La condition pour laquelle les obligations consenties contractuellement par chacune des parties s’imposent naturellement est que l’information sur l’exécution du contrat soit disponible pareillement pour les deux parties. Or, on l’a vu, s’il y a information imparfaite dans la situation initiale avec la présence d’asymétries, le contrat, par ses mécanismes de révélation, résout ce problème en permettant de rendre publiques les informations privées des contractants. C’est cette mise à jour des actions et des informations cachées qui fait disparaître l’opportunisme, ce qui pourrait être assimilé à de la désobéissance de la part de l’employé et à un abus de pouvoir de la part de l’employeur. Citons P-Y GOMEZ [ op. cit., p. 126 ] ; « Chacun est rendu “ transparent ” par l’information ; ne rien dérober au savoir d’autrui de ses intentions, de ses savoirs, c’est fonder l’égalité entre les individus sur une commune inconsistance, une absence d’opacité qui serait, elle, source de pouvoir asymétrique ». La Théorie de l’Agence fonde sa négation de l’autorité dans la relation d’emploi sur le fait que « la discipline provient de la transparence » [ ibid, p. 104 ]. A partir du moment où tout est écrit et prévu à la signature du contrat, il n’y a plus à proprement parler de contrainte à exercer pour que chacun respecte ce contrat 26 . Il suffit de recueillir les informations sur l’exécution du contrat et d’en tirer les conséquences, soit pour valider la relation, soit pour la rompre. La Théorie de l’Agence est donc bien une théorie du contrôle de l’exécution des contrats, quels qu’ils soient.
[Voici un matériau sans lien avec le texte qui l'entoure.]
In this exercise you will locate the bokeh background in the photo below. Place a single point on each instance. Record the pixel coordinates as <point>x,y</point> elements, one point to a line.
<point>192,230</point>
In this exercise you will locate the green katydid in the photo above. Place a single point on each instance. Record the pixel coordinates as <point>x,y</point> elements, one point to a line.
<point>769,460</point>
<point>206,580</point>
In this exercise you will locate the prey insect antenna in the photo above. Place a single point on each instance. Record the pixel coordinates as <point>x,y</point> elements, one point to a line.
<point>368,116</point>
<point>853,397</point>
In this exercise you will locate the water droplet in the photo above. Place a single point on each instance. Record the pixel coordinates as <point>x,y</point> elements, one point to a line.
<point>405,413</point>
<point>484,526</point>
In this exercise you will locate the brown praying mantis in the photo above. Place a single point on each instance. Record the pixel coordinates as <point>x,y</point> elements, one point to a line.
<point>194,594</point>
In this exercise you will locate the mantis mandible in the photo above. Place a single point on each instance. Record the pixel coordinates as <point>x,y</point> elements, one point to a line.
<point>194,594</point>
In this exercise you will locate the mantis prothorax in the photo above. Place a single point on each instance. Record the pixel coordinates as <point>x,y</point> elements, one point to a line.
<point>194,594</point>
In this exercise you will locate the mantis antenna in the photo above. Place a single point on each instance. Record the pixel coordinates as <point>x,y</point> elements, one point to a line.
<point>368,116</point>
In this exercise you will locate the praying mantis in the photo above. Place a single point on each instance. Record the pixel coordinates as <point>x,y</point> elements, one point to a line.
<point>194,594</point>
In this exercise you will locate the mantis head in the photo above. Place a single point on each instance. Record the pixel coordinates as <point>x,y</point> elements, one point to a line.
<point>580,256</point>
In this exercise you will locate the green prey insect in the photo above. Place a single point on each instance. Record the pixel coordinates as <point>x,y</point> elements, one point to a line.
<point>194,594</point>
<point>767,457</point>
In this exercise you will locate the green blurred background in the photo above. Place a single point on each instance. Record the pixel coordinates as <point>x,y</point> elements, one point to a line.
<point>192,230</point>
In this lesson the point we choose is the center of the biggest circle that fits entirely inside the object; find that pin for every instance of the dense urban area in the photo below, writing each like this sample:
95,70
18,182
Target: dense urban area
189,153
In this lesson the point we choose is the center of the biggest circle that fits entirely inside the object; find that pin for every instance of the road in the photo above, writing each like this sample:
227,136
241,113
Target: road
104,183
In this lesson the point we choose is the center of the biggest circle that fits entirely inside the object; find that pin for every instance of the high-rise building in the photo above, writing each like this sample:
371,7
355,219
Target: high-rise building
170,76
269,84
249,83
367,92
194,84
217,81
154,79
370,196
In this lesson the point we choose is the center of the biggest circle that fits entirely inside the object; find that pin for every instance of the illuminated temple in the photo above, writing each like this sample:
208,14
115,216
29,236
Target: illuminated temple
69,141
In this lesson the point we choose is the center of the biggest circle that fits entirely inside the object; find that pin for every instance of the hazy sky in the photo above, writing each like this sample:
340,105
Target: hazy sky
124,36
De ce point de vue, le contrat de travail ne diffère pas d’un autre contrat commercial ; « la résolution du problème [ de la discipline des contractants ] revient à donner à l’information des acteurs un rôle disciplinaire majeur » [ ibid ]. Nul n’est besoin d’introduire une position dominante de l’un, l’employeur, sur l’autre, l’employé, pour rendre compte de la relation d’emploi. La complétude contractuelle, associée à la rationalité illimitée, rend inutile tout dispositif installé dans le temps et reconnu par lequel l’un commande à l’autre qui obéit.

Notes
25.

On verra dans le point suivant ( B/ ) que cette sanction est enrichie dans les modèles de l’agence par l’introduction d’autres contraintes incitatives, ce qui n’est pas sans poser des problèmes. Cependant, le licenciement reste souvent déterminant dans les schémas d’incitation.

26.

Une hypothèse complémentaire doit être posée pour ce faire ; que le recours au jugement des tribunaux soit efficace, ce qu’O. WILLIAMSON dénonce comme « une hypothèse gratuite » [ 1994, note 26, p. 65 ].